Establishing Correlations Among Power Quality Events to Determine Their Source

Source: Deepak Divan, William Brumsickle and Joseph Eto, A New Approach to Power Quality and Electricity Reliability Monitoring – Case Study Illustrations of the Capabilities of the I-Grid™ System, Ernest Orlando Lawrence Berkeley National Laboratory, April 2003

Background

Power quality events may be caused by the utility supplying the customer or by equipment operations within a customer’s or a neighboring customer’s plant.  Comprehensive monitoring is required to pinpoint the source.

Description

In an industrial neighborhood in a small city in the Midwest, a crow flew into medium- voltage switchgear at a utility substation.  The event caused a fault from the utility line to ground.  Voltage sags and momentary loss of utility voltage resulted on the grid for several miles around the substation and were felt by more than 200 customers.

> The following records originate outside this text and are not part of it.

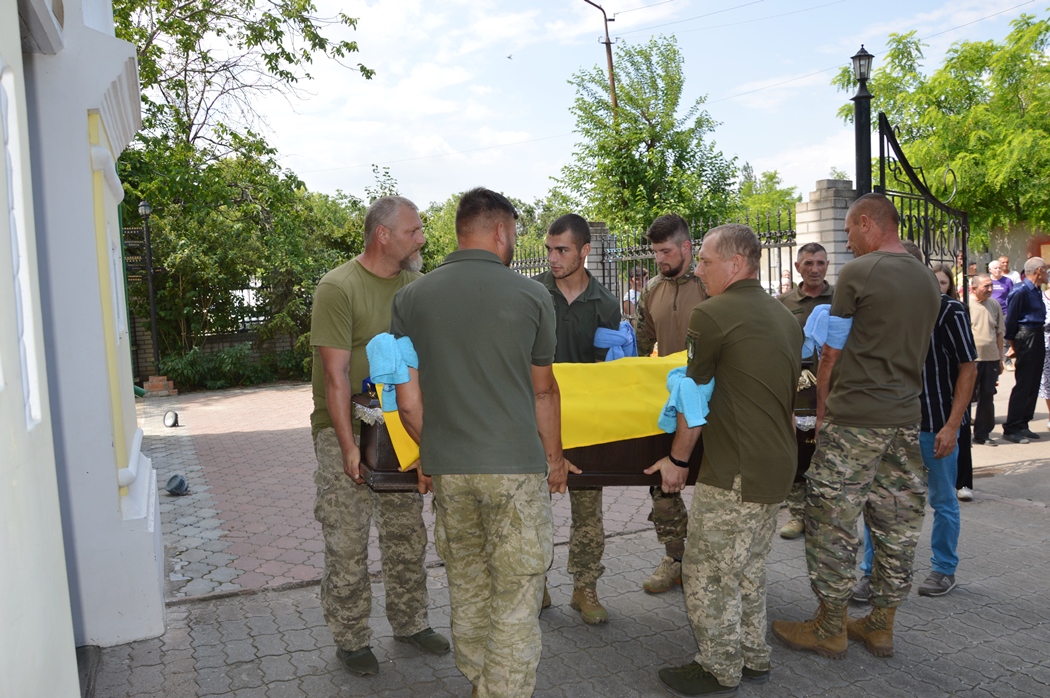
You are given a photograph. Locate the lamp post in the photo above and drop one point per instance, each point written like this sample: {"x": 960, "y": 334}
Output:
{"x": 862, "y": 120}
{"x": 144, "y": 210}
{"x": 608, "y": 56}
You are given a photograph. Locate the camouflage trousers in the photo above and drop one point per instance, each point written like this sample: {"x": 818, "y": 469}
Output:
{"x": 723, "y": 576}
{"x": 796, "y": 501}
{"x": 670, "y": 520}
{"x": 586, "y": 536}
{"x": 345, "y": 510}
{"x": 496, "y": 534}
{"x": 878, "y": 472}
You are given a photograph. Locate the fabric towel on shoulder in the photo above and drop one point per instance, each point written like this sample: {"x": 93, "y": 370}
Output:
{"x": 389, "y": 362}
{"x": 822, "y": 328}
{"x": 620, "y": 342}
{"x": 688, "y": 399}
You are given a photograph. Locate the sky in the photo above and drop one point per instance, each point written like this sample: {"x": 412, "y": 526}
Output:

Four I-Sense monitors distributed throughout the neighborhood recorded the effects of this power quality event, as shown in Figure 1.  Accurate time stamps permitted post-processing to cluster the recorded data and present them as one physical event (Figure 2).  By clustering the data in this fashion, we hypothesized that the event was propagated on the distribution grid – that is, that this was a “grid” event rather than a set of uncorrelated events, each initiated from within a distinct customer’s premises.

The hypothesis that the recorded data all represented a single, utility-caused event was confirmed when utility company records revealed a relay operation on a parallel feeder with the same time stamp as the power quality events recorded by the sensors.  Analysis of the waveforms clearly indicates a single-line-to-ground fault, which is the most common type of utility system fault.  (Note that monitor #1 recorded line-line voltage, and the other monitors recorded line-neutral voltage.)

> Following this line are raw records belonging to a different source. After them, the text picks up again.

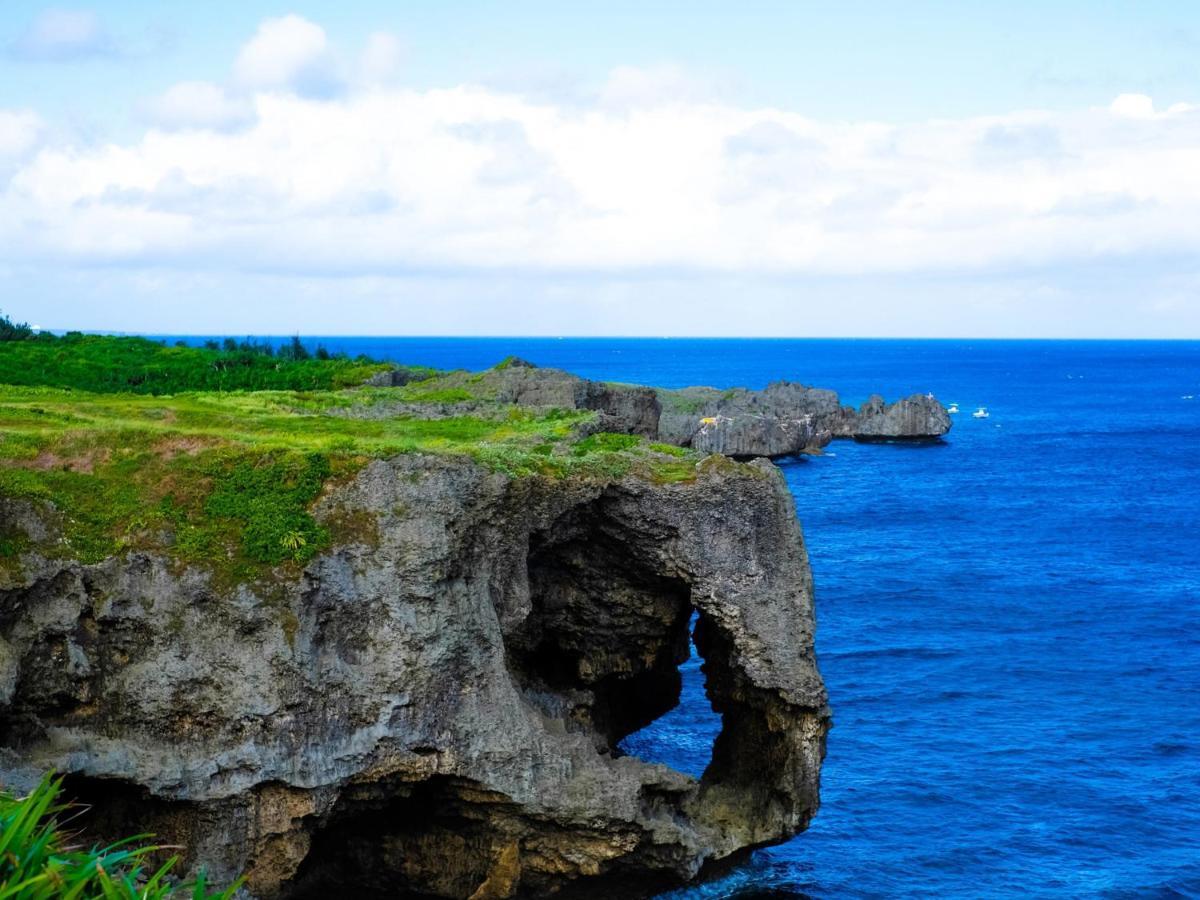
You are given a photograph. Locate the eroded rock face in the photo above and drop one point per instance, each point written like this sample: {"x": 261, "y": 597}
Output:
{"x": 915, "y": 418}
{"x": 435, "y": 709}
{"x": 787, "y": 418}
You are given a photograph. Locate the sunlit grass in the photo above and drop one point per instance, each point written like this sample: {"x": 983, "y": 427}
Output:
{"x": 42, "y": 858}
{"x": 228, "y": 480}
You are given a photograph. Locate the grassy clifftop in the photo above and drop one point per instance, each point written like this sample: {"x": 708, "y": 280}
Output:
{"x": 137, "y": 365}
{"x": 228, "y": 479}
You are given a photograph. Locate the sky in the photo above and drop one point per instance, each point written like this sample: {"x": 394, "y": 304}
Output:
{"x": 786, "y": 168}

A customer at one monitored location experienced a 13-hour process shutdown as a result of this event.

Discussion

The ability to discriminate between grid and internal events is vital.  An event originating from within a customer’s premises is the responsibility of the individual customer.  An event originating from the utility, which affects multiple customers, is the utility’s responsibility.10 This case study validates the assumption that grid events are experienced by all utility customers in a geographical region and that every single customer does not need to be monitored to assess the power quality for a region.  Grid-wide power quality and reliability monitoring would require deployment of sensors for only a small percentage of customer facilities.11

The exact nature of this responsibility is dictated by the conditions of service offered by the utility as determined through regulatory (or other) oversight of the utility’s operations.11 Knowledge of the topology of the distribution grid could further enhance the effectiveness of information from a network of monitors.

Figure 1.  Single-line Drawing for Case #2

Waveforms from this event show that commercially available voltage sag mitigation equipment would have protected customer equipment from this event in all four monitored locations.